Edinburgh, UK. Image: Unsplash

The winding roads of Edinburgh jump seamlessly between time periods, taking you through everything from contemporary high street shopping districts to mediaeval cobblestone alleyways. This also makes it the ideal setting for both independent businesses and large scale retailers, each of which have cemented their place in the Scottish capital attracting both locals and tourists who descend on its historic streets. Its reputation among indies is particularly stark, seeing it placed third on Radical Storage’s best UK cities for independents, with 19.2 of such retailers per 10,000 people. It also placed highly in Wynsors study, which found the city to have the most thrift stores of any other on its list at 130 – 2.83 per square mile.
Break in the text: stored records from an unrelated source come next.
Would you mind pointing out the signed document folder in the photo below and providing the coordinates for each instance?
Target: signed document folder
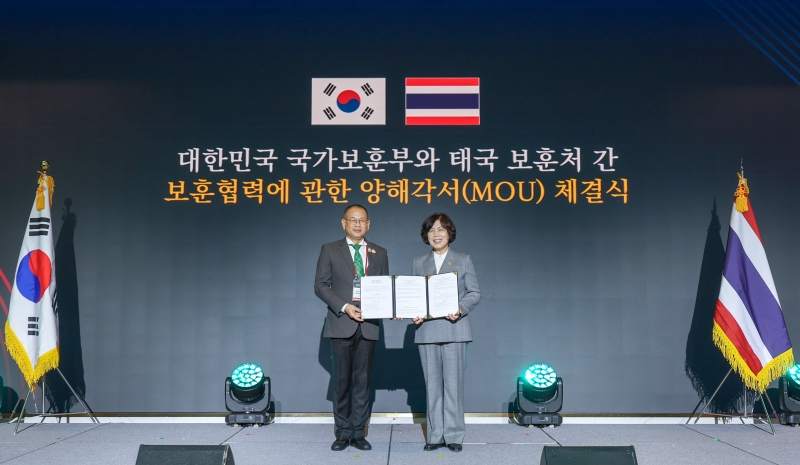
(434, 296)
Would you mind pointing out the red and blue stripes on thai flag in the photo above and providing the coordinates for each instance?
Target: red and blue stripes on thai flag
(443, 101)
(749, 327)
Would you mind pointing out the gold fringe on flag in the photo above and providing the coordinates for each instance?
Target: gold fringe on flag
(51, 187)
(740, 196)
(47, 361)
(774, 369)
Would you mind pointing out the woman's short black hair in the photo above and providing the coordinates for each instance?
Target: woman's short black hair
(446, 223)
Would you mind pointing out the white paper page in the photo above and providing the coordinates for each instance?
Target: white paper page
(442, 294)
(376, 297)
(410, 297)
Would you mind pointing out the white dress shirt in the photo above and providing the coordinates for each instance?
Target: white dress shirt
(438, 260)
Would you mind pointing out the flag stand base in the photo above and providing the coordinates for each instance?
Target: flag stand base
(44, 415)
(740, 417)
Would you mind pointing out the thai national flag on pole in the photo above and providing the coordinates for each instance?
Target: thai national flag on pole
(443, 101)
(32, 326)
(748, 322)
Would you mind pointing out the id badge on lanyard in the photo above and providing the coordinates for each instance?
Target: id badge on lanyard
(357, 280)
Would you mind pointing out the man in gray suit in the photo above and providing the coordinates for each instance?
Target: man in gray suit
(340, 267)
(443, 342)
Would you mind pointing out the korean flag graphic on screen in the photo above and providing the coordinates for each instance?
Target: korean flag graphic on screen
(348, 101)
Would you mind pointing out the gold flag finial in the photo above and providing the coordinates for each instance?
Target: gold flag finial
(51, 186)
(740, 196)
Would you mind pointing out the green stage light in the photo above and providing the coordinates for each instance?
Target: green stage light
(540, 375)
(793, 379)
(247, 394)
(247, 375)
(540, 396)
(247, 382)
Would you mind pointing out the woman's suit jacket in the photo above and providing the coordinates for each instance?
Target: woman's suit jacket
(443, 330)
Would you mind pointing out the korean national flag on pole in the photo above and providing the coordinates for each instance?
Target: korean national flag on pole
(348, 101)
(32, 325)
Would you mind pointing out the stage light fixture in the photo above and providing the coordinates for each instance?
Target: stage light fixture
(247, 393)
(789, 392)
(540, 396)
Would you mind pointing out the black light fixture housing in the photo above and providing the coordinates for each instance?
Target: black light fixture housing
(247, 393)
(540, 396)
(789, 392)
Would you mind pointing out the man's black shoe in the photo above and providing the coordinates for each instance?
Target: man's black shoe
(432, 446)
(361, 444)
(340, 444)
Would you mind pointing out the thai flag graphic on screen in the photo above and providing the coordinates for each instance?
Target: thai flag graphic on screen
(443, 101)
(348, 101)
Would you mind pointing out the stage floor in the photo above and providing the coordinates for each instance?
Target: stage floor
(118, 443)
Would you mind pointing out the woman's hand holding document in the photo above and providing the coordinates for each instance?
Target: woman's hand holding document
(434, 296)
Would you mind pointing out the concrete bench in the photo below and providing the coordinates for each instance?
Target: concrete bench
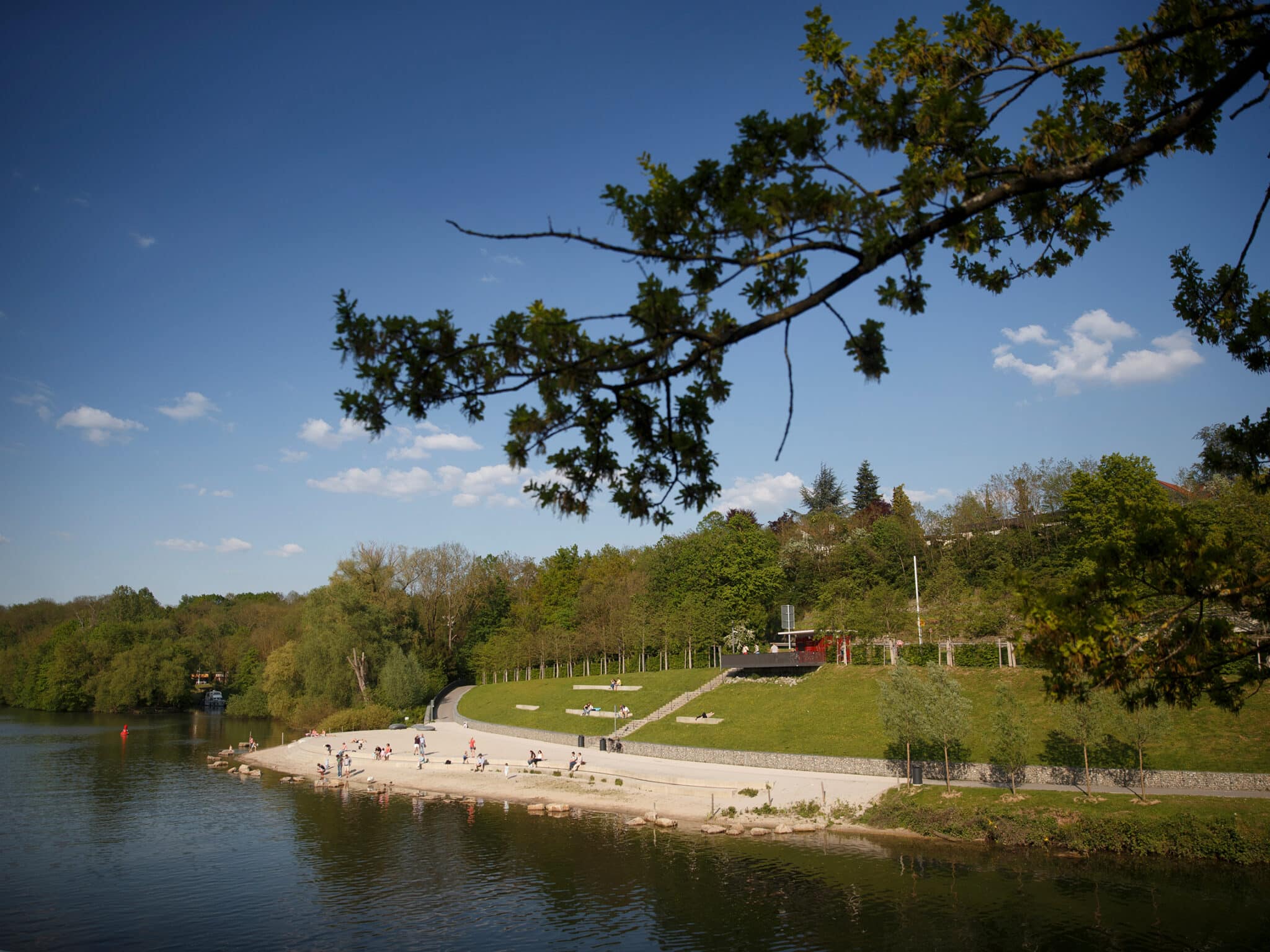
(605, 687)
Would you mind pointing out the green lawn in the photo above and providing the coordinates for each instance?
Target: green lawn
(1235, 829)
(835, 712)
(495, 703)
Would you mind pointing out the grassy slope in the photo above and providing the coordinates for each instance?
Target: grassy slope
(1217, 828)
(835, 711)
(497, 702)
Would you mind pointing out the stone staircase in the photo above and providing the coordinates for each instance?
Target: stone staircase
(672, 705)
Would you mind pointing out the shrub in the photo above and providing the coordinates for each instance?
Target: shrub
(806, 809)
(357, 719)
(252, 702)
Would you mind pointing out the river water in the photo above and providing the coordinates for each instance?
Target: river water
(134, 843)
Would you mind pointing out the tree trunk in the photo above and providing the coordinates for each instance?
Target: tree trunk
(358, 666)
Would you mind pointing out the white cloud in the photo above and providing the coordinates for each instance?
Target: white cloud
(323, 434)
(395, 484)
(923, 498)
(486, 483)
(182, 545)
(763, 493)
(98, 426)
(190, 408)
(1088, 358)
(419, 446)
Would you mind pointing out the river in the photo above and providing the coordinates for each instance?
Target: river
(134, 843)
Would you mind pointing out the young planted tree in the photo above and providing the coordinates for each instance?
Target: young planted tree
(948, 715)
(1010, 734)
(1146, 725)
(1085, 720)
(904, 707)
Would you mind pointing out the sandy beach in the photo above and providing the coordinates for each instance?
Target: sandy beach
(673, 788)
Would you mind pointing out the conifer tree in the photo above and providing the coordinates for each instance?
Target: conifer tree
(866, 488)
(826, 494)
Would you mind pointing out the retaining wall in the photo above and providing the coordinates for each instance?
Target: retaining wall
(881, 767)
(934, 770)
The city, often referred to as ‘Auld Reekie’, has bred a fair few designers of its own. A graduate of Edinburgh College of Art, Holly Fulton went on to become a London Fashion Week regular, while Patrick Grant became director of Savile Row tailor Norton & Sons and a judge on the BBC’s Great British Sewing Bee. Edinburgh University is additionally credited with having a strong programme for those wishing to study fashion, placing sixth on The Guardian’s ranking, where its bachelors in fashion, performance design and textiles are highlighted. Its place in fashion education is further emphasised in the National Museum of Scotland, where it is possible to view a permanent art, design and fashion gallery, exhibiting pieces by the likes of Vivienne Westwood, Zandra Rhodes and Jean Muir. Its place in fashion is set to further be bolstered, with the anticipated launch of the first Edinburgh Fashion Week.

Honourable mentions


Home of British retail giant Quiz, Glasgow is certainly up there as a fashion city. The Northern Scottish municipality is the birthplace of many notable designers, including Jonathan Saunders and Charles Jeffrey, and boasts its own institute – Glasgow School of Art – where it is possible to study fashion design and textile design, among other things.


Like Brighton, Bristol has also become increasingly known for its alternative scene, with a growing community of young creatives choosing the South Western city as their home over the last few decades. Last year, the ‘British Seattle’, as it is occasionally called, was also selected to be the site for the first UK Sustainable Fashion Week, where visitors could take part in panels, workshops and clothing swaps each promoting eco-friendly practices.


Syrian-born, Sheffield-raised Nabil El-Nayal is one of the handful of recognisable names that has emerged from the ‘Steel City’, so called because of its industry dominance during the 19th and 20th centuries. The location’s retail landscape is also strong, placing second in Kathryn’s ranking of the most fashionable cities in the UK due to its 3.78 vintage stores and 9.45 fashion influencers per person. This year will additionally mark Sheffield’s last Runway Idol event, a charity fashion show that is now in its fifth and final edition. Brands participating include retail giants like In The Style and The Couture Club, as well as local indies, such as Reece Ford Suit Hire.